[Nadiad] Yugkumar Mistry — Vibe Coding Submission by Yug-Mistry · Pull Request #9 · nasscomAI/rag-to-mcp

Yug-Mistry · 2026-04-14T10:47:41Z

RAG-to-MCP — Submission PR

Name: Yugkumar Nadiad
City / Group: Nadiad
Date: 14 April 2026
AI tool(s) used: GitHub Copilot (Claude Sonnet 4.6)

Submission Checklist

UC-0A — Complaint Classifier

Which failure mode did you encounter first?

Taxonomy drift — the naive prompt invented category names like "Road Issue" and "Drainage Problem" instead of using the exact schema values. The same complaint type received different labels across rows.

Which enforcement rule fixed it? Quote from your agents.md:

"Category must be exactly one value from the allowed list: Pothole, Flooding, Streetlight, Waste, Noise, Road Damage, Heritage Damage, Heat Hazard, Drain Blockage, Other. No variations or invented names."

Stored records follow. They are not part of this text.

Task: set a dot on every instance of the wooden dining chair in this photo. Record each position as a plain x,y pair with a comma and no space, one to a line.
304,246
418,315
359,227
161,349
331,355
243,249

Your commit message for UC-0A:

UC-0A Generated agents.md and skills.md from README, implemented classifier

Verification checkpoints:

All severity-signal rows (injury/child/school/hospital keywords) classified as Urgent
No invented categories outside the defined taxonomy
Justification column present and non-empty for every row

UC-RAG — RAG Server

Which failure mode did you encounter?

Chunk boundary failure — policy clause 5.2 ("requires approval from the Department Head and the HR Director") was split across two fixed-size chunks. Neither chunk alone contained the complete dual-approver obligation, so retrieval returned an incomplete answer.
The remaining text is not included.